I don’t need anything. Tips are appreciated but not necessarily. I will accept two people at a time!


----------



## magpies (Apr 16, 2020)

hello, i would love to come over, thanks for the opportunity!


----------



## JordanRhysBaker (Apr 16, 2020)

I’ll come please


----------



## fanism (Apr 16, 2020)

May I come? Thanks


----------



## nintendog (Apr 16, 2020)

Hello, I'd love to come!


----------



## axo (Apr 16, 2020)

Hi! Can i stop by?


----------



## Nythrill (Apr 16, 2020)

I'd love to come by. Thanks
[ Thanks for the thread, enjoy the gift  ]


----------



## savvistyles (Apr 16, 2020)

I would love to come visit!


----------



## mkyoshi7 (Apr 16, 2020)

I’d like to visit!
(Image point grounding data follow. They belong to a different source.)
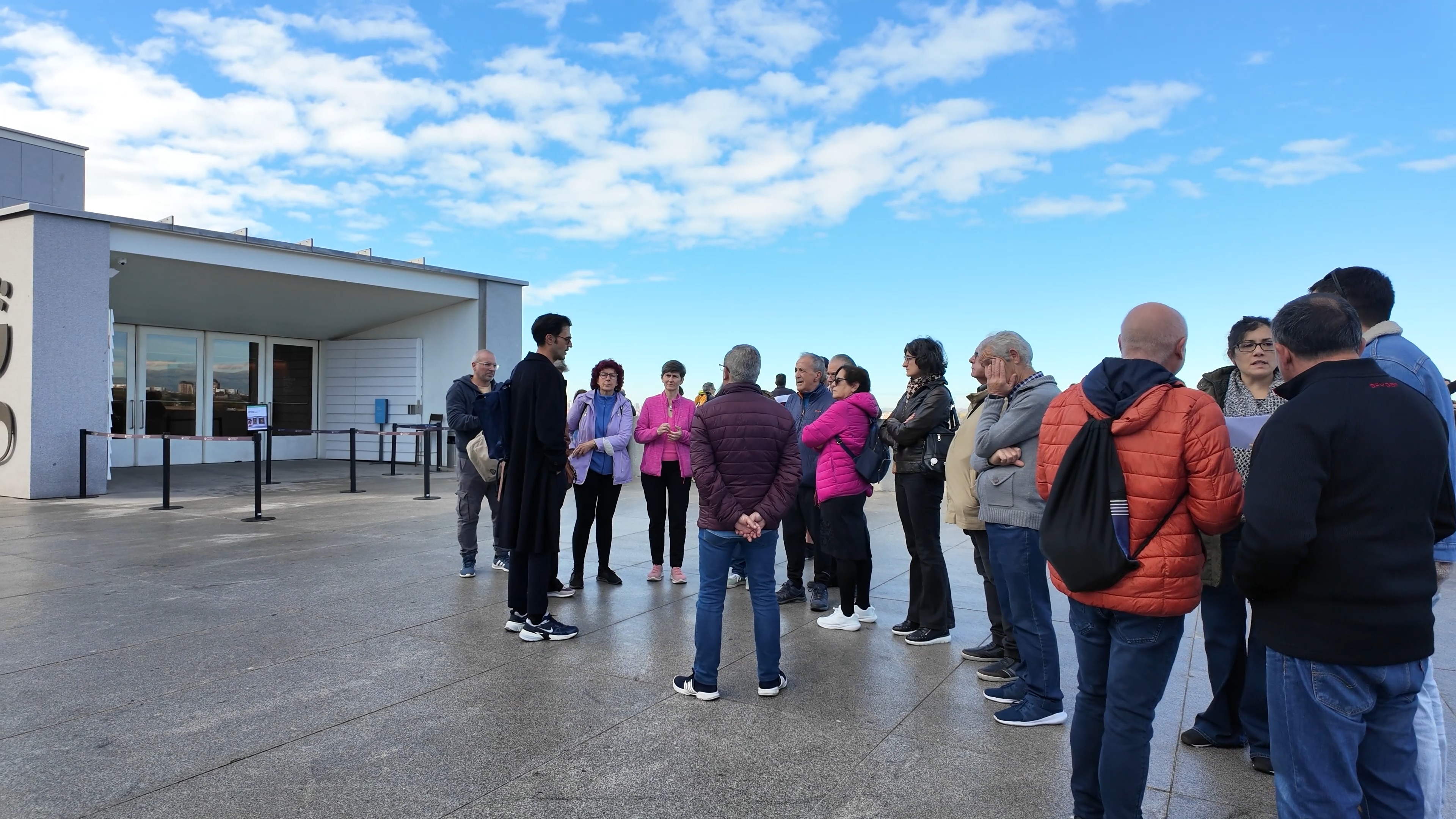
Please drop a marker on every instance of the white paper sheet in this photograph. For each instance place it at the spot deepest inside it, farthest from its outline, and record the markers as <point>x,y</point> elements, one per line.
<point>1244,430</point>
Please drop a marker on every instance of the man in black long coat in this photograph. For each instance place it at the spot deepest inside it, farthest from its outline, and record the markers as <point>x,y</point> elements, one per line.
<point>537,480</point>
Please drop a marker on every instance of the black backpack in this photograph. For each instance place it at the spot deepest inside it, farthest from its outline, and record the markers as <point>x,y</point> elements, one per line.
<point>1085,525</point>
<point>873,461</point>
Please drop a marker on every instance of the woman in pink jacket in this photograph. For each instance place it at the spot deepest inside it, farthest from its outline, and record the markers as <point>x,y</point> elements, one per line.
<point>667,471</point>
<point>842,430</point>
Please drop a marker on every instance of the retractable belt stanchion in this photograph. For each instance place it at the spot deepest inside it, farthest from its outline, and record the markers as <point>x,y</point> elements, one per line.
<point>166,475</point>
<point>424,436</point>
<point>81,487</point>
<point>353,468</point>
<point>268,480</point>
<point>258,483</point>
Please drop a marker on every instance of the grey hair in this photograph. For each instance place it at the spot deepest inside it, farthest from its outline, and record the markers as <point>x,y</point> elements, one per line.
<point>743,363</point>
<point>819,362</point>
<point>1002,343</point>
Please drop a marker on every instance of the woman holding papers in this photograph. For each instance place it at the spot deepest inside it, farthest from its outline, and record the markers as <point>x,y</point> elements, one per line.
<point>1238,715</point>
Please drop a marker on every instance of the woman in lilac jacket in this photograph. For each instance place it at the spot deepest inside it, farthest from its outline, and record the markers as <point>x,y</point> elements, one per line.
<point>839,435</point>
<point>601,425</point>
<point>667,471</point>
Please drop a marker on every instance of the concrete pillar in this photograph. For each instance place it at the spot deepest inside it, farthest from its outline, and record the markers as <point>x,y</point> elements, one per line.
<point>57,377</point>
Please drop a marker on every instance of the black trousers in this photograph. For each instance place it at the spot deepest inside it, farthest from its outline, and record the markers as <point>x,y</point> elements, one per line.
<point>803,516</point>
<point>530,576</point>
<point>918,497</point>
<point>854,584</point>
<point>1002,634</point>
<point>666,505</point>
<point>596,503</point>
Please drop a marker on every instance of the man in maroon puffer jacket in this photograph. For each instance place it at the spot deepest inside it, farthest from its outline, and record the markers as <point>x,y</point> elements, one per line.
<point>746,464</point>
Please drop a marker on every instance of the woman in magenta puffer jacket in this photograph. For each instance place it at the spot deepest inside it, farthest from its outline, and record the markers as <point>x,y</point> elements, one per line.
<point>841,492</point>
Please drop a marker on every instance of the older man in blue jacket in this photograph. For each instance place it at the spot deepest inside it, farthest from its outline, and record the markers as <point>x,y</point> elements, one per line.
<point>1374,298</point>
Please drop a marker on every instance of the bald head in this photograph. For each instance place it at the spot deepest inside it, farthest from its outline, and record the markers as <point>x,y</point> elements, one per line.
<point>1155,333</point>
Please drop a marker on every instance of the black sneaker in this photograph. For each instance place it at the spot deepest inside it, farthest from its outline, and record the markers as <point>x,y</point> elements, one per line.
<point>516,621</point>
<point>548,629</point>
<point>686,686</point>
<point>906,627</point>
<point>819,598</point>
<point>790,594</point>
<point>998,672</point>
<point>928,637</point>
<point>985,653</point>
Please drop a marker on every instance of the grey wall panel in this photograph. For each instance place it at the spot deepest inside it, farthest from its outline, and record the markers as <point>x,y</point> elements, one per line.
<point>501,323</point>
<point>36,174</point>
<point>69,181</point>
<point>11,169</point>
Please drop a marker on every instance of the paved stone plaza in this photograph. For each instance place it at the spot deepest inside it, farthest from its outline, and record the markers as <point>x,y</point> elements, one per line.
<point>331,664</point>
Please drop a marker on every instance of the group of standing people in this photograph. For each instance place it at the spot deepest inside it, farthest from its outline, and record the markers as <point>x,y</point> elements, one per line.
<point>1311,480</point>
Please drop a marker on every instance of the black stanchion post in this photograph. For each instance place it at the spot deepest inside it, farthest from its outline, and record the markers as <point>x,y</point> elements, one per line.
<point>424,436</point>
<point>166,475</point>
<point>353,467</point>
<point>394,451</point>
<point>81,487</point>
<point>258,483</point>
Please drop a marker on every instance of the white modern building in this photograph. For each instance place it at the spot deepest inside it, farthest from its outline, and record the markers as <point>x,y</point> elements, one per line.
<point>147,327</point>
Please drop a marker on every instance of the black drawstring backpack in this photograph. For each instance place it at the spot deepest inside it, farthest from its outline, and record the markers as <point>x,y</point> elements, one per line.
<point>1085,527</point>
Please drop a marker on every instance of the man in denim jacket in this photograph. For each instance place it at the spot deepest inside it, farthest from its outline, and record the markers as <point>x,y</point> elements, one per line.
<point>1374,298</point>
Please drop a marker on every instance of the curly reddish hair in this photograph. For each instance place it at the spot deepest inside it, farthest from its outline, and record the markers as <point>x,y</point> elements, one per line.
<point>608,365</point>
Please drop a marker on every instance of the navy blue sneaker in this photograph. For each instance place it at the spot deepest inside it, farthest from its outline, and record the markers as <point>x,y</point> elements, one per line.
<point>691,689</point>
<point>548,629</point>
<point>1026,715</point>
<point>1011,693</point>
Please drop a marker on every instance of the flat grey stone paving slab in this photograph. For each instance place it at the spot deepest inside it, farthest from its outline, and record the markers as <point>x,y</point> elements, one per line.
<point>331,664</point>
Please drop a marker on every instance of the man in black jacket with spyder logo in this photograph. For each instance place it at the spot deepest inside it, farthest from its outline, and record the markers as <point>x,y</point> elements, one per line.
<point>1349,493</point>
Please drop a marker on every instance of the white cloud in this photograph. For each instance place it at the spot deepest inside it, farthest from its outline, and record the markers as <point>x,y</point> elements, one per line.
<point>1311,162</point>
<point>1053,207</point>
<point>1186,188</point>
<point>574,283</point>
<point>1148,168</point>
<point>552,11</point>
<point>1205,155</point>
<point>1430,165</point>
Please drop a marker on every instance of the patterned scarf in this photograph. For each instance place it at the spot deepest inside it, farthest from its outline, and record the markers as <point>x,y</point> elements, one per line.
<point>1239,403</point>
<point>924,382</point>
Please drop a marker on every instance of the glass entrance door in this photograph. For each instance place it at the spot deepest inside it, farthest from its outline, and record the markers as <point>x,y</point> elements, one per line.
<point>292,390</point>
<point>168,366</point>
<point>234,380</point>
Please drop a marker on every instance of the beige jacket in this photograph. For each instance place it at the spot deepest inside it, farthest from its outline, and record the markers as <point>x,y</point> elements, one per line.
<point>962,506</point>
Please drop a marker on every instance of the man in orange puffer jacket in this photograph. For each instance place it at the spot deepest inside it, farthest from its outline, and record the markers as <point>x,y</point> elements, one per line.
<point>1174,448</point>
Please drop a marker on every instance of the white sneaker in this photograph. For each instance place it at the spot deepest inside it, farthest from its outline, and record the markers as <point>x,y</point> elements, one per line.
<point>838,620</point>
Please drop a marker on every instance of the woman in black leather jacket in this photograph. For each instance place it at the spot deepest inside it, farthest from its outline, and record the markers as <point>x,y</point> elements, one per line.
<point>919,487</point>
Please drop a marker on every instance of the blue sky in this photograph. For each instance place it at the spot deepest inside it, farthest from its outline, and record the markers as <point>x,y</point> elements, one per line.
<point>685,176</point>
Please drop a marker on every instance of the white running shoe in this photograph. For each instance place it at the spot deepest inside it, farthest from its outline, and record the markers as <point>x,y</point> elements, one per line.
<point>838,620</point>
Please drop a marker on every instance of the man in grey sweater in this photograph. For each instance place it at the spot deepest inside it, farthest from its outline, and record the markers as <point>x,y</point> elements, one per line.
<point>1007,483</point>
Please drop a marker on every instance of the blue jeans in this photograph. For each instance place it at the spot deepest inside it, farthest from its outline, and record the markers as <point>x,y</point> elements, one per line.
<point>714,553</point>
<point>1021,584</point>
<point>1345,739</point>
<point>1239,710</point>
<point>1123,667</point>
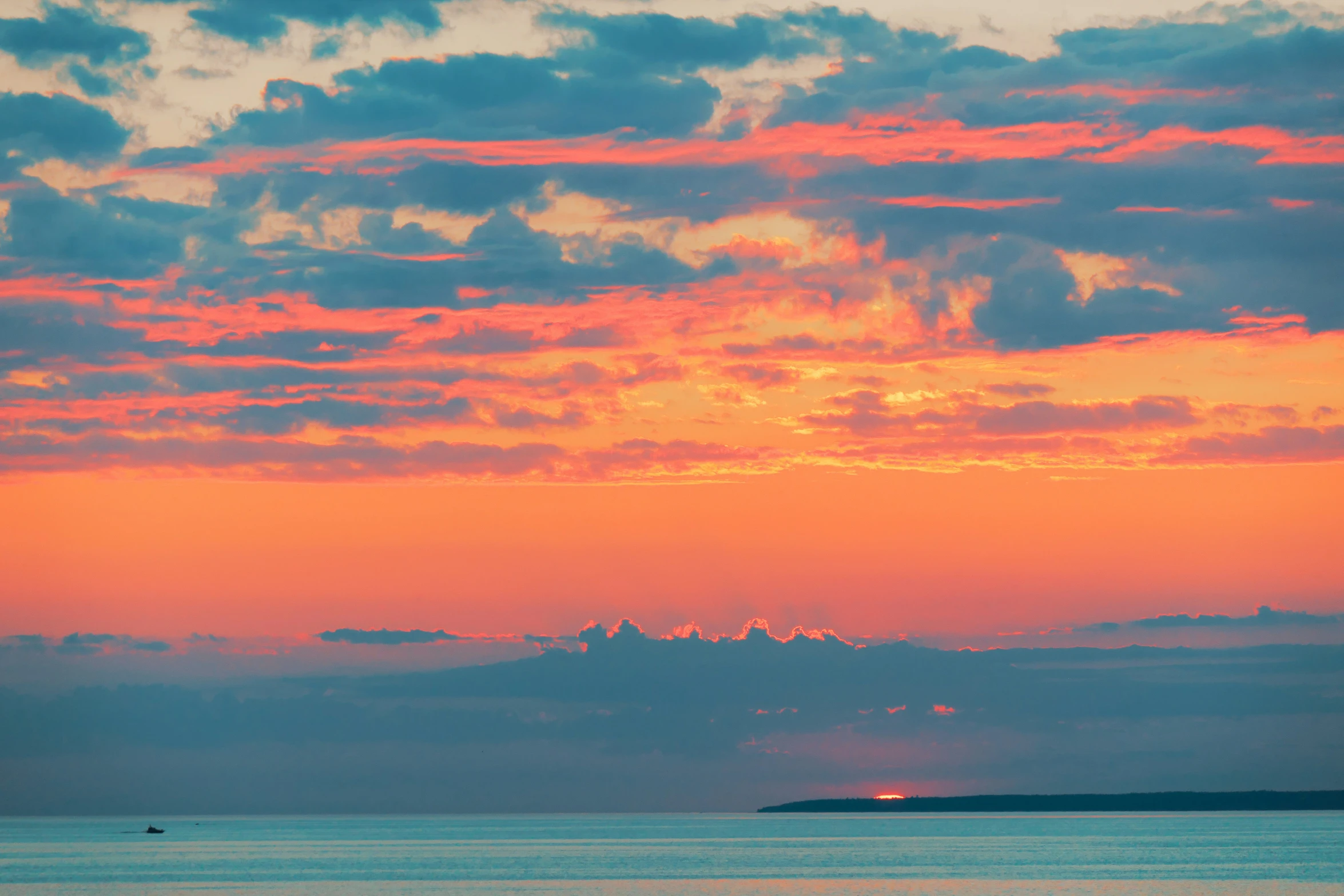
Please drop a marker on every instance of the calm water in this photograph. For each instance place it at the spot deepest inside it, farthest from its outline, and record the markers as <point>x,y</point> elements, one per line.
<point>1124,855</point>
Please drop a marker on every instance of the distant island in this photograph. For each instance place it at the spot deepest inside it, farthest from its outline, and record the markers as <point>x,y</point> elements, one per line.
<point>1172,801</point>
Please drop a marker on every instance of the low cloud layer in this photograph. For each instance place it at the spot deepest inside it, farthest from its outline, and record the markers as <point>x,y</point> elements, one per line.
<point>750,719</point>
<point>1264,617</point>
<point>663,246</point>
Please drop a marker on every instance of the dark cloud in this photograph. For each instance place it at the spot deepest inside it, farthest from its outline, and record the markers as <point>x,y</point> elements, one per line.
<point>1262,618</point>
<point>114,240</point>
<point>256,22</point>
<point>1020,718</point>
<point>386,637</point>
<point>1151,412</point>
<point>651,39</point>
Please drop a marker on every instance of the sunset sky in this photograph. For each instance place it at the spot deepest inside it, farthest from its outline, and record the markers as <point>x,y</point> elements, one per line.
<point>332,328</point>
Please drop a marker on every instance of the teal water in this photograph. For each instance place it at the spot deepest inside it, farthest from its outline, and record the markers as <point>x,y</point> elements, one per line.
<point>1122,855</point>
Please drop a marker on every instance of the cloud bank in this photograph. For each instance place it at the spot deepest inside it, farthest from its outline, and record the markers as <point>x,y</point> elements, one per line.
<point>669,248</point>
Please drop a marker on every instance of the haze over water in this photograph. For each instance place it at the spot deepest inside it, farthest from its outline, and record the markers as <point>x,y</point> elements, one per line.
<point>1219,853</point>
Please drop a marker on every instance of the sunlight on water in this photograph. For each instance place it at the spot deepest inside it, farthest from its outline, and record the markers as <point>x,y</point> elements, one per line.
<point>1174,855</point>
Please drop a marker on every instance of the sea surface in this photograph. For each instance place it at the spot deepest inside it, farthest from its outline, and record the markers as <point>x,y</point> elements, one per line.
<point>973,855</point>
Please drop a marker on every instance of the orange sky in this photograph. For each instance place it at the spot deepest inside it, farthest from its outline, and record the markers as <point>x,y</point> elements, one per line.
<point>866,552</point>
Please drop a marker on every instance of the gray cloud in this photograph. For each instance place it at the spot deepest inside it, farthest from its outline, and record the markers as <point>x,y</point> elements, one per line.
<point>793,718</point>
<point>1264,617</point>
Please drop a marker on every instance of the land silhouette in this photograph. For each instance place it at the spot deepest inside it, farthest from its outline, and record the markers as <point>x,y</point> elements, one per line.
<point>1170,801</point>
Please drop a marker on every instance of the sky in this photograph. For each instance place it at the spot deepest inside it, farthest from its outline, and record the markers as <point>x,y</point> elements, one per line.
<point>347,347</point>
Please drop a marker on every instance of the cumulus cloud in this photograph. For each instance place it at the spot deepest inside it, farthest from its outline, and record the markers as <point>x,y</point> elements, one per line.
<point>1262,618</point>
<point>662,238</point>
<point>383,636</point>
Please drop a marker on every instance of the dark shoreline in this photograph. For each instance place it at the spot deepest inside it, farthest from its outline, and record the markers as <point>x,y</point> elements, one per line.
<point>1172,801</point>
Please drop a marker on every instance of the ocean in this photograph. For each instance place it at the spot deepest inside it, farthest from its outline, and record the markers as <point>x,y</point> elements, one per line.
<point>665,855</point>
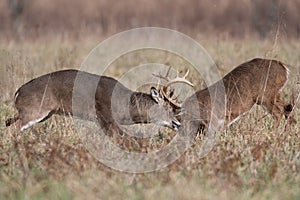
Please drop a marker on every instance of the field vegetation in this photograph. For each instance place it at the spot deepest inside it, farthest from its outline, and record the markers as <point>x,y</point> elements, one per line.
<point>251,159</point>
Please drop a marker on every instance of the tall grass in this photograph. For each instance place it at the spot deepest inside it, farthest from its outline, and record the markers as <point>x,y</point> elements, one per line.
<point>251,160</point>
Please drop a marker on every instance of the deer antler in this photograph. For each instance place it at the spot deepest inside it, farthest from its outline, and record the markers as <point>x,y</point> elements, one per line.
<point>178,79</point>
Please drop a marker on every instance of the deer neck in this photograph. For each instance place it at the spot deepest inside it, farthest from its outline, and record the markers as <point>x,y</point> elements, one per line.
<point>139,107</point>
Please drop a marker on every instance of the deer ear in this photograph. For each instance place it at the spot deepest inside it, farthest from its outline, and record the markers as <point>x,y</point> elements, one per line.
<point>155,95</point>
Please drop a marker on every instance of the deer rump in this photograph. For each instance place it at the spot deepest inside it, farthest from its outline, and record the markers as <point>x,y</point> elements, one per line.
<point>258,81</point>
<point>84,95</point>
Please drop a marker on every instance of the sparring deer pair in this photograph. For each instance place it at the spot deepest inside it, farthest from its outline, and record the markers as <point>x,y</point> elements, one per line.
<point>258,81</point>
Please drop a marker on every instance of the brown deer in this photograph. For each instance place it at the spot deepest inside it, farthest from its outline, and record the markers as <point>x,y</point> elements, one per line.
<point>258,81</point>
<point>90,97</point>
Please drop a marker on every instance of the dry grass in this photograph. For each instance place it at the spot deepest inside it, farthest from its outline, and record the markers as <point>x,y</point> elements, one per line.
<point>232,17</point>
<point>250,161</point>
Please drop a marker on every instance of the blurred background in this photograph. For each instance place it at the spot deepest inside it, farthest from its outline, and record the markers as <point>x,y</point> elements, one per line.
<point>21,19</point>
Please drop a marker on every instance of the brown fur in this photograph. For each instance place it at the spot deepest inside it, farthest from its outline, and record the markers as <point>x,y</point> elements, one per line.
<point>258,81</point>
<point>97,98</point>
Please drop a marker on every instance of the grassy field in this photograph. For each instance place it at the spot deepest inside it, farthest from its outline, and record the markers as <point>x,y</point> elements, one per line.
<point>251,160</point>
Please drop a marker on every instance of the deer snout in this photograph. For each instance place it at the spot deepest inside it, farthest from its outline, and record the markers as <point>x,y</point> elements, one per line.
<point>175,125</point>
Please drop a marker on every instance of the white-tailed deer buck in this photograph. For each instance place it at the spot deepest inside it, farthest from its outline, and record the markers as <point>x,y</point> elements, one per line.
<point>96,98</point>
<point>258,81</point>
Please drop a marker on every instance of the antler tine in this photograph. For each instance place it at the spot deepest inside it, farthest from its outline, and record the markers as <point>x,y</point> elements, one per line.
<point>170,82</point>
<point>179,80</point>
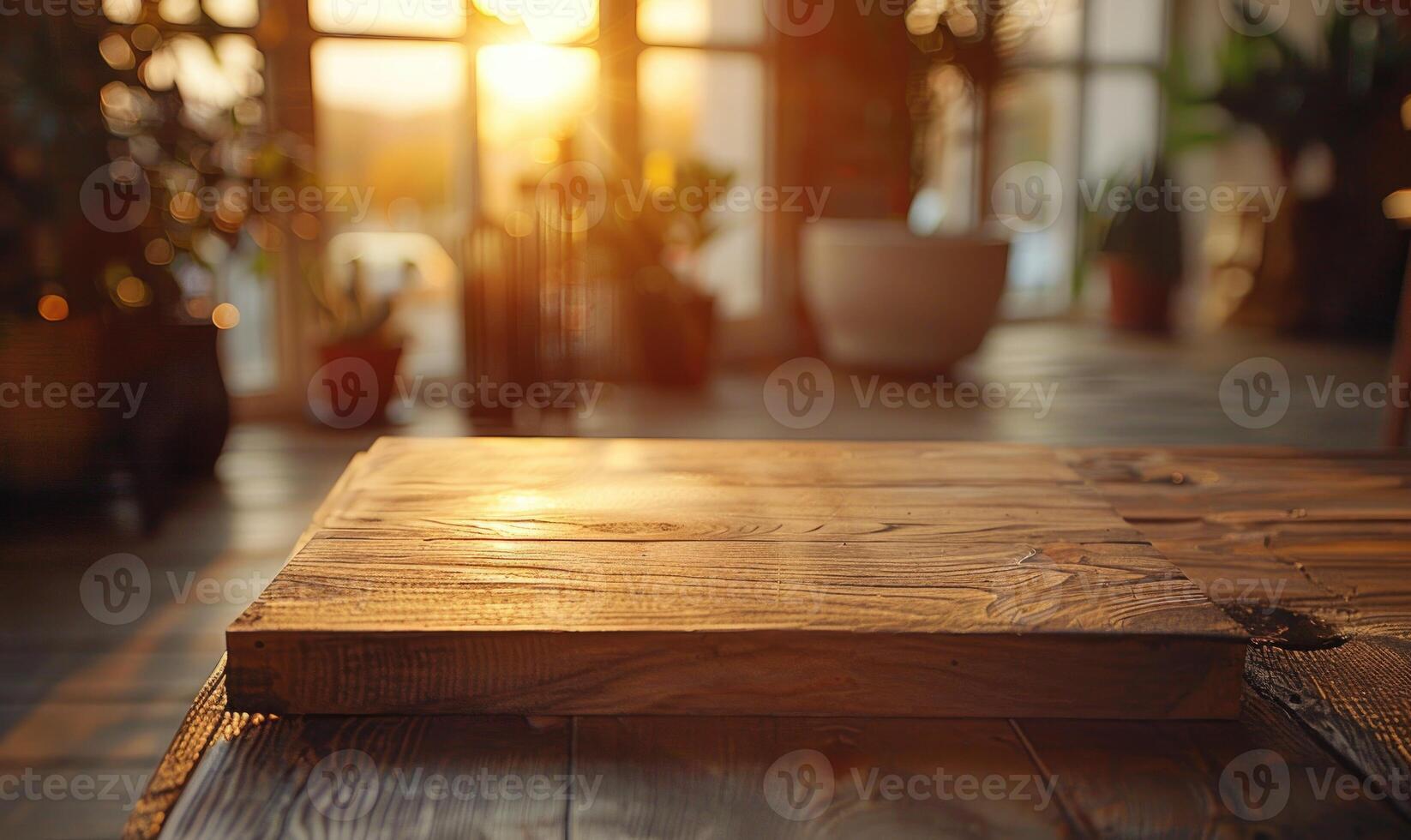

I can bring a little gift


----------



## brangein (Apr 16, 2020)

Been wanting this! Can I come pls thanks!


----------



## Oldtimer (Apr 16, 2020)

May I come too? Thanks.


----------



## xchristy (Apr 16, 2020)

Can I come also thankss


----------



## GereGere (Apr 16, 2020)

may i go? nwn


----------



## Alita89 (Apr 16, 2020)

Would love to come


----------



## Demeter_Deme (Apr 16, 2020)

Can I come?


----------



## dino (Apr 16, 2020)

i'd love to come by, please!


----------



## Feather Orb (Apr 16, 2020)

I'd like to visit when there's room


----------



## drchoo (Apr 16, 2020)

Would love to stop by!


----------



## Tatimari (Apr 16, 2020)

I'd love to visit whenever! I want all the plaaants.

Also, thanks for doing this~


----------



## Mszcrystal (Apr 16, 2020)

may i come by pleaseeeee


----------



## Sakuranbo (Apr 16, 2020)

would love to visit if he's still crafting ;v;


----------



## Jassiii (Apr 16, 2020)

If you’re still taking visitors I’d love to visit • ◡•


----------



## UglyMonsterFace (Apr 16, 2020)

Oops nvm. Just realized I already have this! Sorry about that!!


----------



## aww (Apr 16, 2020)

Sorry for the delay! Just working my way down! 

I’ll like your post when you’re next!

Also for faster leaving, just press the “-“ on your switch and click go back home lol


----------



## Bunnybea (Apr 16, 2020)

Busy diy day, if there's time I'd like to stop by.


----------



## Feferily (Apr 16, 2020)

I'd love to come too please <3


----------



## Legoshii (Apr 16, 2020)

I'd like to come please


----------



## dino (Apr 16, 2020)

aww said:


> Sorry for the delay! Just working my way down!
> 
> I’ll like your post when you’re next!
> 
> Also for faster leaving, just press the “-“ on your switch and click go back home lol



thank you so much for doing this! but ahh, just so you know, people leaving a town using '-' will 9 times out of 10, stop the villager from crafting !   only way to maybe get them back to it after even one is to save and reload your game.


----------



## SensaiGallade (Apr 16, 2020)

Are you still open?


----------



## shuba (Apr 16, 2020)

i'd also like to come


----------



## CowKing (Apr 16, 2020)

I'd love to come by, I'll tip big! TY!!


----------



## ermis (Apr 16, 2020)

i would love to come by if still doing this!


----------



## C_bebopp (Apr 16, 2020)

Are they still crafting?
I’d like to visit


----------



## Lady Sugarsaurus (Apr 16, 2020)

Hi! I'd love to grab this DIY!


----------



## NewHope (Apr 16, 2020)

Is this still going? If so I'd love to come.


----------



## shinobirain (Apr 16, 2020)

If this is still available I'd love to come over!


----------



## aww (Apr 16, 2020)

After I’m done with the two above I’ll be done for the day haha 
Sleepy. Thank you everyone for stopping by! This was fun


----------